After six long years, 2018 is nearly over. Here’s a few things we hope are also over for 2019.
If 2018 had a motto, it’d be “ok so that happened.” From the midterm elections, to Kanye not knowing when to stop talking, to the leader of the Free World picking fights with Canada, to Hell’s Kitchen getting an 18th season, to an inverted yield curve leading to stock photos of bankers holding their head in their hands, it’s been a weird one.
As with any year, there have been a few trends that have worn out their welcome in 2018. Here’s our non-scientific and non-comprehensive list of things that can stay in 2018.
Air – Moon Safari.
Restaurant music is a touchy subject. A good restaurant soundtrack is upbeat and interesting, but not too upbeat and interesting. It should be catchy music that’s easy to ignore. The French pop band, Air, must have set their sights on their music playing in every dining room in America when they released the album Moon Safari in 1998. But now that it’s been twenty years, it’s time to give it a rest. At this point when I hear the opening baseline to Kelly Watch the Stars I start polishing flatware like a Manchurian Candidate programed to do side work.
This Stock Photo
It’s a good photo, which is why nearly every restaurant related software company has used it on their websites (including yours truly.) It has all the essential elements of an effective restaurant stock photo:
• A dude in a toque (This is a fancy kitchen)
• Short haired Chef-y guy with rolled sleeves (But people be working)
• A motion blur (People be working real hard)
• Microgreens (We’re on that farm to table tip)
• A possible health code violation (Is that room temperature cured meat in the foreground?)
As much as I like this pic, it’s time to move on to something new.
Montucky Cold Snack
Look, I applaud anyone who starts their own business. It takes a lot of determination and vision to make a successful company. So I almost feel bad for wanting all traces of Montucky Cold Snack to be consumed by a dark howling fog like the bad guys in Ghost. Almost. My primary issue isn’t that the beer is terrible, which it is, but that it’s built purely on marketing. It’s the “Unofficial Beer of Montana” but it’s brewed in Wisconsin (in the same facility as Milwaukee light.) It has hipster-clip-art can design. They donate a percentage of profits to non-profits (which is actually pretty cool, you got me there.) And lastly, it’s fucking ubiquitous, at least in the kind of bars where there’s an ironic deer-head mounted somewhere even more ironic (like in a restroom.) It’s ok to accept that cheap beer is a heartless industrial factory-to-table commodity product.

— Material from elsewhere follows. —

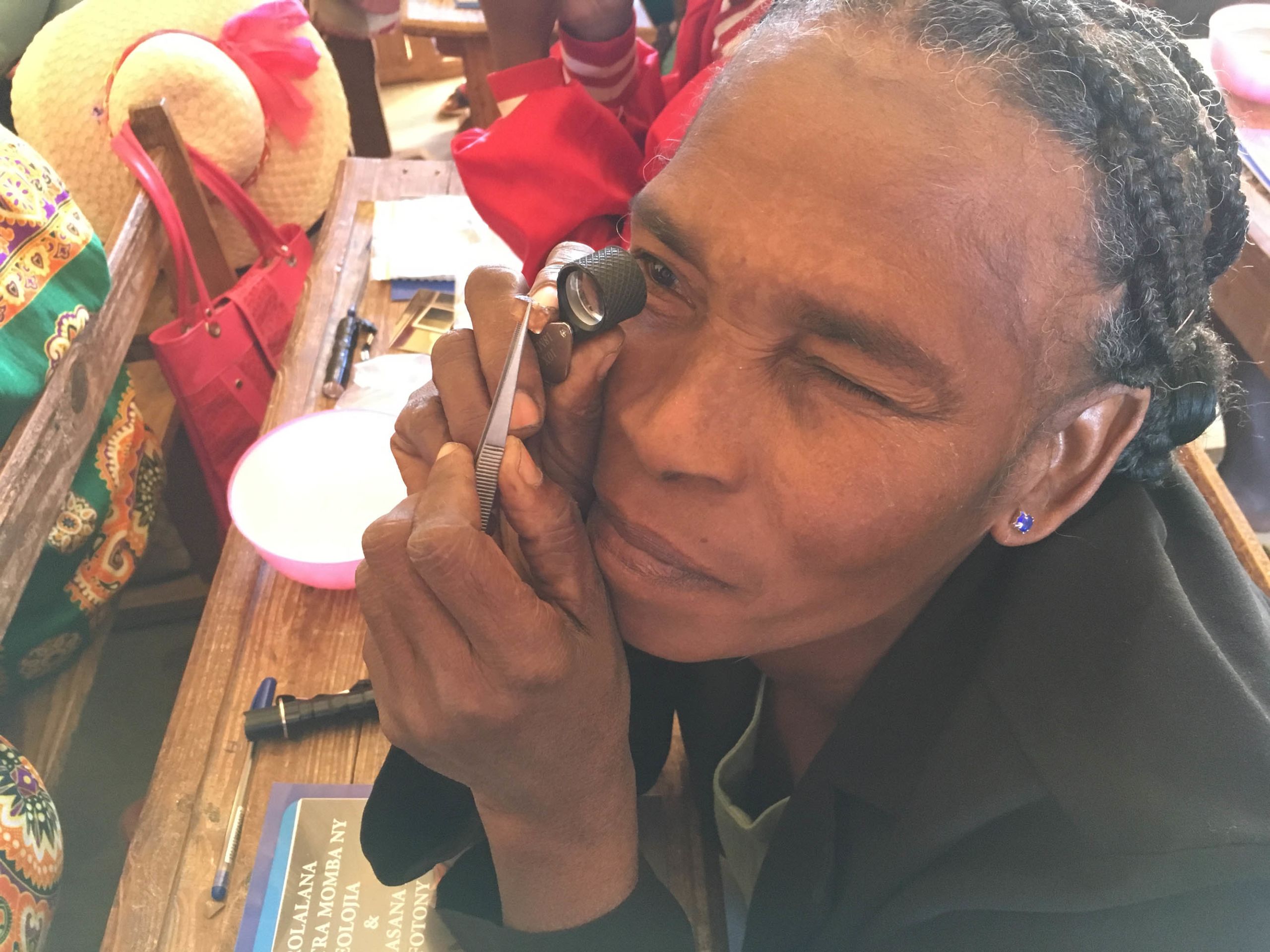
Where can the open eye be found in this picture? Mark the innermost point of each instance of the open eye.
(658, 271)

Vaping was also canceled in 2017, and in 2016…. But maybe this time people will listen. If you’re going to smoke, then smoke. If you’re looking for an alternative to smoking, then quit smoking – that is the alternative. People say, ‘well, I don’t like how smoking smells.’ Well, then you don’t like smoking – quit. Smoking at least looked cool when it was Lou Reed and Andy Warhol. Vaping just makes dudes look like they trade memes on obscure subreddits about hobbits and My Little Pony. So now that 2019 is here, let’s put down the… pipe? Vape-stick? I don’t even want to look up what it’s called. Next!
When historians look back on our civilization, and then gaze out from their bio-domes at the heat-blasted desert plains of Northern Saskatchewan, what will they think of the year 2018? Whatever they think as they humbly serve their autonomous robot overlords, I hope it’s a year that marks a change in perspective. Instead of blaming each other, people come together with the goal to make a better future for everyone. Instead of trying to win for their perceived team, they realize what’s best for society is a better society.
Or, it may be the year when an algorithm designed to help automated check stands recognize ‘unexpected items in the bagging area’ became sentient and decided to wipe most of us out. Time will tell.